I was reminded of this recently while on a walk through the German Colony and Katamon neighborhoods, when I saw new blue signs drilled onto old landmark buildings. Placed there by the Jerusalem Municipality and the Jerusalem Development Authority (JDA), they explained the stories behind the stones in just a few short sentences in Hebrew, English and Arabic.
The above picture is a home on Emek Refaim Street built in 1922 by the Gharbadian family. Between 1938 and 1944, Mustafa al-Khalidi, the last Palestinian mayor of Jerusalem, rented the second floor.
Across the street is another sign for the Jakaman House, a building erected in 1925 for residence and commerce. Inscribed above the doorway in Arabic is the saying: “Property belongs to God the One, the Subduer.”
What struck me about the signs – scattered throughout Jerusalem on buildings selected by the JDA together with the Council for Conservation of Heritage Sites in Israel – is that they tell the stories straight.
No one, for example, forced the JDA or the council to put up the signs, and no one told them what buildings to choose. As Dudu Uziel, head of the project, explained to me this week, the buildings were all chosen independently.
“There is nothing political here,” he said. “We are not promoting an agenda. We are being as objective as possible.”
It shows. Other countries might have preferred to hide the past of the buildings that line their streets. They might have preferred to focus on the present and future and not dwell on what once was – especially when that past can raise controversy.
What happened, for example, to the Arabs who left those homes? What happened to the Gharbadians? Were they evicted? Did they leave voluntarily? That is for historians to argue about.
The JDA deserves credit for telling it straight.
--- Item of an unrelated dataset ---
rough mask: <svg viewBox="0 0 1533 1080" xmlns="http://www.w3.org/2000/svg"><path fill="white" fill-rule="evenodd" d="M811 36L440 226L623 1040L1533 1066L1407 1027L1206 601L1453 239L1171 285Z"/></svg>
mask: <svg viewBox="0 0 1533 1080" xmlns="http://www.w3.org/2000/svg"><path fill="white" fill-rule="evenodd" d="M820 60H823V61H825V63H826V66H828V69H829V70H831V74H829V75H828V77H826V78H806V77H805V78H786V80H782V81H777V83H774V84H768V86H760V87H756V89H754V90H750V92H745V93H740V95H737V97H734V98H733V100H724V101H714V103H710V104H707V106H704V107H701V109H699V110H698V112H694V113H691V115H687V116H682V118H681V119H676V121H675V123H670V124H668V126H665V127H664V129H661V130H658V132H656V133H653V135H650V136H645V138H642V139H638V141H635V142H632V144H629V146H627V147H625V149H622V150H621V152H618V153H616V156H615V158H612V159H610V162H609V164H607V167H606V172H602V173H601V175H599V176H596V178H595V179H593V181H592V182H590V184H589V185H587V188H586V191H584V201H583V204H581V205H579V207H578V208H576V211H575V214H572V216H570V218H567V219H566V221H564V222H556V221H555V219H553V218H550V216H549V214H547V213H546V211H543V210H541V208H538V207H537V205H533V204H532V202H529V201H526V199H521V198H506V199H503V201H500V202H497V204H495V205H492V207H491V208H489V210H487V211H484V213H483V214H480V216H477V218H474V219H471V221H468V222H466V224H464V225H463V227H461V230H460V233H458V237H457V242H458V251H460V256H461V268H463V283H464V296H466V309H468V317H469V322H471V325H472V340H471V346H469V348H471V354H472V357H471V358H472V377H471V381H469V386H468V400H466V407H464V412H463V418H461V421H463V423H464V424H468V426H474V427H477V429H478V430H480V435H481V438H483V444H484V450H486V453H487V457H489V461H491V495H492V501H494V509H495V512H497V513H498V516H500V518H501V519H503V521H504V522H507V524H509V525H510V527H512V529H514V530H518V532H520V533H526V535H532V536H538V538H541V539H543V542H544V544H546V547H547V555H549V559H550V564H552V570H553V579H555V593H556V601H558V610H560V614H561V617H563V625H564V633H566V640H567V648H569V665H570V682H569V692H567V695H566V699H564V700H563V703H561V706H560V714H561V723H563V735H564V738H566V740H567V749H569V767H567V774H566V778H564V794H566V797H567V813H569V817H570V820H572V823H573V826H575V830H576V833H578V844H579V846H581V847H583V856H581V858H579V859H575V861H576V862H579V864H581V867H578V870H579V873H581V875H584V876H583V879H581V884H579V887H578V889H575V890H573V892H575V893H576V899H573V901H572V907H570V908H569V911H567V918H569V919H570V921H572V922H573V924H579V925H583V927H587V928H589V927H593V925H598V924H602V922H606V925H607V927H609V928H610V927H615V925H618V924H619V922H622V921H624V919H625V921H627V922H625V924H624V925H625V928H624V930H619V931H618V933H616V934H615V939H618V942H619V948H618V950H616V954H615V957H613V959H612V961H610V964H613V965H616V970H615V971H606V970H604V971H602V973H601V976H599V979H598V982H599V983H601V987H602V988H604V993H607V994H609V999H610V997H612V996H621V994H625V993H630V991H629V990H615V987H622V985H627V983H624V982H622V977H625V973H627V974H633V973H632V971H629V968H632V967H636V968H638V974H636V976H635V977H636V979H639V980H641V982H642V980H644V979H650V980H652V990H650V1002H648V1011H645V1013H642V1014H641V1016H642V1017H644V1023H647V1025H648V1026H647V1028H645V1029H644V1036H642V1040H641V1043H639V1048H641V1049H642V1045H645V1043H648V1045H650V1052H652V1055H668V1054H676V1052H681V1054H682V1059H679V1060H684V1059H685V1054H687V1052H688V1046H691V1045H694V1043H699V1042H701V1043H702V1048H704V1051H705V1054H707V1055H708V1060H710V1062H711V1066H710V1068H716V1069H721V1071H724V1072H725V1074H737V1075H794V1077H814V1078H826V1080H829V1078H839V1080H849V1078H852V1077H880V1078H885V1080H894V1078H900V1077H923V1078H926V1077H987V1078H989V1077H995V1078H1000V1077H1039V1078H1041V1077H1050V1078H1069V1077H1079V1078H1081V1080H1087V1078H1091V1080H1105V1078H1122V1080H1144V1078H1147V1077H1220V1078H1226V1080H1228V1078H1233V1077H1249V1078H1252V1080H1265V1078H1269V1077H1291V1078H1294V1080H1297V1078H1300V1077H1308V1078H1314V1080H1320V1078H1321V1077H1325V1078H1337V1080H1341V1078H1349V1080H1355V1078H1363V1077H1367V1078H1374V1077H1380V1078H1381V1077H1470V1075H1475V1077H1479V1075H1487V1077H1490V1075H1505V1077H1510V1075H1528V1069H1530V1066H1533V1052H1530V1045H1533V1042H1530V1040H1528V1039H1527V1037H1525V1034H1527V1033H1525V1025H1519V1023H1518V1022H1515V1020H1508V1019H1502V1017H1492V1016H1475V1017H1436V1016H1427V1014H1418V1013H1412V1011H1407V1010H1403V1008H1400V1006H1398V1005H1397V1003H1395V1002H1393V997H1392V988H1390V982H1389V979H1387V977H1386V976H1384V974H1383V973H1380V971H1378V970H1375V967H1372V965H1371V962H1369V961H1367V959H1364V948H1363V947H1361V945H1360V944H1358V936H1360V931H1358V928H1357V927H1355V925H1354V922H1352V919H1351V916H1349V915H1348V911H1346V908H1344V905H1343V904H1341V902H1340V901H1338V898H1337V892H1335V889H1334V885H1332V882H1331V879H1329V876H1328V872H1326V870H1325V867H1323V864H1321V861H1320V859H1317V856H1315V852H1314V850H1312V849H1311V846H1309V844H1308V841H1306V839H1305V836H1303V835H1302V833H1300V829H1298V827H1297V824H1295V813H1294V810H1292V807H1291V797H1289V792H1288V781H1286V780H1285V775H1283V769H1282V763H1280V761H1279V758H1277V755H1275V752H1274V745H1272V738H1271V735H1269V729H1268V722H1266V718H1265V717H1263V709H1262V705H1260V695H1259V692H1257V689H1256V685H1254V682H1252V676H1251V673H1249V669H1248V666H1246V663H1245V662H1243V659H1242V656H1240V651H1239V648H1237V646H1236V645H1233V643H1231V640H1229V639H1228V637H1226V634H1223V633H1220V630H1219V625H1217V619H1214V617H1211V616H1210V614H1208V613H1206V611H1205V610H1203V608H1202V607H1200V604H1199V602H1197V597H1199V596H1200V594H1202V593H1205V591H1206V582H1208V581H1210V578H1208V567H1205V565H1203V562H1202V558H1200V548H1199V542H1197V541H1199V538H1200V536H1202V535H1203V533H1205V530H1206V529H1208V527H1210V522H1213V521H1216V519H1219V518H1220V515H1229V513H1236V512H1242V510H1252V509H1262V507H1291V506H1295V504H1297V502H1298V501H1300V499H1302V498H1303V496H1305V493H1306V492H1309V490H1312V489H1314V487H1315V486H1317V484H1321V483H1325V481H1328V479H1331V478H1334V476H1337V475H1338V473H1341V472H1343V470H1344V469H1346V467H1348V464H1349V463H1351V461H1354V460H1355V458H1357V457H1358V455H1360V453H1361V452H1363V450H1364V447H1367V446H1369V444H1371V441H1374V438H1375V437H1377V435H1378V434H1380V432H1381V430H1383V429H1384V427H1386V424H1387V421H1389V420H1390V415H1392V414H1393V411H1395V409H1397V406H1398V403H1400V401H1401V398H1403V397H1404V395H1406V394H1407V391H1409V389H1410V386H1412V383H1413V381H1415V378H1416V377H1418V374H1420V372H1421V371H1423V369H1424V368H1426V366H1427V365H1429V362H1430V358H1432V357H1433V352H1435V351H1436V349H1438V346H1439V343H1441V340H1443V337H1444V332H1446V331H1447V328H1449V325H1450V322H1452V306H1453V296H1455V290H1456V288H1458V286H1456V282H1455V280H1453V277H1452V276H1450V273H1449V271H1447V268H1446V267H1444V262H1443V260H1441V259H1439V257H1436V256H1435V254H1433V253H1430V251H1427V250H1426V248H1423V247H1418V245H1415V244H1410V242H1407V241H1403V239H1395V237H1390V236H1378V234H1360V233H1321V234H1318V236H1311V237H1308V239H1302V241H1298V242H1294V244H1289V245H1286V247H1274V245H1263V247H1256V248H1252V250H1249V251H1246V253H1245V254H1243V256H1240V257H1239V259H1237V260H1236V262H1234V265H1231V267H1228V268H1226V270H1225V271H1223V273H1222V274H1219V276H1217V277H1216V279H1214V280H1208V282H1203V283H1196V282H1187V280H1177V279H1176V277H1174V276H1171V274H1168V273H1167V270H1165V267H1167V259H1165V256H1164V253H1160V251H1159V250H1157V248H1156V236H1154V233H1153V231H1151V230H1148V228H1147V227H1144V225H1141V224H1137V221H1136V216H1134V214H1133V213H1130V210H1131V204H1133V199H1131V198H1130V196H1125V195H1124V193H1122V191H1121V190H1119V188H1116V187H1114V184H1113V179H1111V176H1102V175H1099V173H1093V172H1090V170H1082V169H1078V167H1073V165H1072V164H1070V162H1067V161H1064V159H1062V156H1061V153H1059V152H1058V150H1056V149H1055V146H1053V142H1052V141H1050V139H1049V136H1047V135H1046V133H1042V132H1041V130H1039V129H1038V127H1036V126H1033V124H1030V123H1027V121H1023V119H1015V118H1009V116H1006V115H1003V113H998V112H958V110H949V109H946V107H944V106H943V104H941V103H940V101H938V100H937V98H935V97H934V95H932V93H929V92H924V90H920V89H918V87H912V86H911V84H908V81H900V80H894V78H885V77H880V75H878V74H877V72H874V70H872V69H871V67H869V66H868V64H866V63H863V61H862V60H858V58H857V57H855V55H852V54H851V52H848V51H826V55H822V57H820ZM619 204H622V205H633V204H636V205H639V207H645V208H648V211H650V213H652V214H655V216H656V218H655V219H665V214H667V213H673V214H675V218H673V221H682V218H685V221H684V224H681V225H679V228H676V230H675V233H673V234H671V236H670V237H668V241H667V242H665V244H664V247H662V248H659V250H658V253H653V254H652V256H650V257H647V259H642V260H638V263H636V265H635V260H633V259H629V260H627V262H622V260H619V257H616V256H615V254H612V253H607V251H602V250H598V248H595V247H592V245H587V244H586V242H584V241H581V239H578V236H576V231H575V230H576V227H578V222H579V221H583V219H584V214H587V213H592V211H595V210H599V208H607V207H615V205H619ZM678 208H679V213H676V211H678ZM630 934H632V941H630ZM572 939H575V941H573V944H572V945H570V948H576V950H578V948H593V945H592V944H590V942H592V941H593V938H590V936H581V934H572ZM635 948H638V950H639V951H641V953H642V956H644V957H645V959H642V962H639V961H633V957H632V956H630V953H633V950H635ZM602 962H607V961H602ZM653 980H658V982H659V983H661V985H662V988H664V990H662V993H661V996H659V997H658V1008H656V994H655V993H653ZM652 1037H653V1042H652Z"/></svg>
I might be wrong, but signs like this – in a country like ours so divided along Right-Left narratives over the Palestinians – is not something we should take for granted.
Besides recalling my mother’s 1997 encounter, the signs also reminded me of the famous saying in Pirkei Avot: “Know from where you come, and where you are going.”
Recognizing the past, our sages were teaching us, is essential to understanding the future. That saying and those signs are an important reminder on this Jerusalem Day when we consider the future of our modern capital city, roiled again just recently in Jewish-Arab violence.
They make us recall what once was, while thinking about the type of city and existence we still wish to create.
We cannot change the past, but we can always use it to improve the future.